I sound like the author of Psalm 48, sharing with anyone who has ears to hear why I love our country so much: “Walk about Zion, go around her, count her towers, consider well her ramparts, view her citadels, that you may tell of them to the next generation. For this God is our God for ever and ever; he will be our guide even to the end.”
Just as we love our country, the Psalmist loved his. And as we’ve experienced when we’ve traveled, so our neighbors love theirs. It is a common human experience, whether we are Americans or Guatemalans or Canadians, to take great pride in our home and all it represents.
If you were to read the Declaration of Independence, which is something I commend to you this weekend, about ⅔ of the way down in the signatures is that of John Witherspoon. A man after my own heart–a Presbyterian minister who was the only clergy to sign the Declaration. He famously said it was more important to sign such a glorious document and be hanged than to die of old age. It was that important to Witherspoon, as a matter of his faith, to sign onto the American experience.
What made him so insistent? Let me read you a quote from his most famous sermon, given in 1776, about that topic. He said, “God grant that in America true religion and civil liberty may be inseparable, and that the unjust attempts to destroy the one, may in the issue tend to the support and establishment of both.”
This is a crucial distinction which most folks these days gloss over. Witherspoon, a Christian minister who was the only clergy to sign the Declaration of Independence, supported the founding of America as a matter of his faith because he thought religion could only be properly practiced in a nation of liberty, where government established no religion but instead guaranteed by right that everyone was free to believe as they choose.
Let me quote him one more time. “There is not a single instance in history in which civil liberty was lost, and religious liberty preserved entirely.”
So Witherspoon devoted his life to the American experiment not as a means of gaining power for his own self or his own faith, but as a means of ensuring that all people in a land of liberty could practice their faith and pursue happiness freely.
The great preacher William Sloane Coffin puts it this way in his book Credo about what patriotism means in today’s America. “How do you love America? Don’t say ‘My country, right or wrong.’ That’s like saying ‘My grandmother, drunk or sober’; it doesn’t get you anywhere.
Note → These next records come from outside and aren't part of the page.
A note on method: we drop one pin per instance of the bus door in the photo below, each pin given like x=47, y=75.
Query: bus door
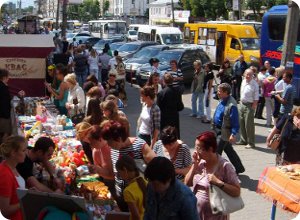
x=189, y=36
x=233, y=49
x=221, y=36
x=152, y=35
x=207, y=39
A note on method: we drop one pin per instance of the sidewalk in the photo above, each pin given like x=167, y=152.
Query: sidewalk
x=254, y=160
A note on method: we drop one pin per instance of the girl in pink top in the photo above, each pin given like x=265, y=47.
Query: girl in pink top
x=269, y=86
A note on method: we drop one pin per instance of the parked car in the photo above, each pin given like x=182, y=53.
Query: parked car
x=70, y=36
x=92, y=41
x=129, y=49
x=141, y=57
x=100, y=44
x=131, y=35
x=185, y=58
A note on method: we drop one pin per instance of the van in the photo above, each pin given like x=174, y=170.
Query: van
x=222, y=41
x=160, y=34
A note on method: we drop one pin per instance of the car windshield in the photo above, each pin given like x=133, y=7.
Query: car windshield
x=115, y=46
x=101, y=43
x=172, y=38
x=70, y=35
x=132, y=32
x=128, y=47
x=250, y=43
x=166, y=57
x=146, y=52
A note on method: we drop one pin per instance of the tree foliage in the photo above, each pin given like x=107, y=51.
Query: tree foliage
x=88, y=10
x=206, y=8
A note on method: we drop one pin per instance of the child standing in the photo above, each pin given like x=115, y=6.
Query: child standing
x=135, y=193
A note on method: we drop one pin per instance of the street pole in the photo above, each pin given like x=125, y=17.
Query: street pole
x=172, y=8
x=57, y=15
x=290, y=36
x=64, y=18
x=240, y=9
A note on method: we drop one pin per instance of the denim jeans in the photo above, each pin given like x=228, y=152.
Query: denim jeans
x=81, y=77
x=200, y=110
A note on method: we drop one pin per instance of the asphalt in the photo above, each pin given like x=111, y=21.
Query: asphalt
x=254, y=160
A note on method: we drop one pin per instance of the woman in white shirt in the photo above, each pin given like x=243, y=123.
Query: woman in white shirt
x=93, y=63
x=149, y=120
x=76, y=97
x=14, y=151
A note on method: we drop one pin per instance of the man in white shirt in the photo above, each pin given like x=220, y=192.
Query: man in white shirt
x=249, y=99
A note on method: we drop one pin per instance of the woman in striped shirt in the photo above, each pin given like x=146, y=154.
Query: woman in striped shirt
x=174, y=149
x=121, y=144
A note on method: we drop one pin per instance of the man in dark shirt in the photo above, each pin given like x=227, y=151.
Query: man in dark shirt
x=169, y=101
x=41, y=153
x=226, y=125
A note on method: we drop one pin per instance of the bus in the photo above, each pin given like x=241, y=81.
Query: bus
x=222, y=41
x=108, y=28
x=257, y=25
x=160, y=34
x=272, y=36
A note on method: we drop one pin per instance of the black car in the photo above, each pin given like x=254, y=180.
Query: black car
x=92, y=41
x=185, y=58
x=100, y=44
x=129, y=49
x=140, y=58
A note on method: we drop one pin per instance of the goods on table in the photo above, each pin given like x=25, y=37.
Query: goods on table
x=290, y=171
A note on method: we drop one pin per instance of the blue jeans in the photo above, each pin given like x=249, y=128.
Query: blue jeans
x=81, y=77
x=200, y=97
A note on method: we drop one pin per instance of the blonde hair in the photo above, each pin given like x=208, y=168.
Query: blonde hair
x=71, y=78
x=10, y=144
x=81, y=129
x=279, y=71
x=111, y=106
Don’t just salute the flag and don’t burn it either. Wash it. Make it clean.”
In today’s reading from Acts, the apostles are brought before the authorities for spreading the teachings of Jesus. They famously reply, “We must obey God rather than human authority!”
There are plenty of people today equating the two, saying that those who hold authority here on earth do so as a result of divine authority. The apostles teach us otherwise. They teach us that our duty as Christian citizens is to “wash it” and “make it clean.” Our duty is to hold our nation to its highest ideals and better angels.
The very values that made John Witherspoon sign the declaration as a Presbyterian minister. The values that made me fall in love with Washington as a young intern. The values that make us beam with pride as we watch the parade in Alderson each year.
Life. Liberty. And the pursuit of happiness. Not just for some, but for all. Because as Witherspoon taught us, if humans remove any God-given liberty, it’s all at risk.
Thanks be to God for 250 years in our home among the hills. May we humble ourselves before God and one another, just as the apostles did before the authorities, and realize that we are here but for the grace of God alone, with a deep and abiding responsibility to our creator God above all else and everyone else. Amen.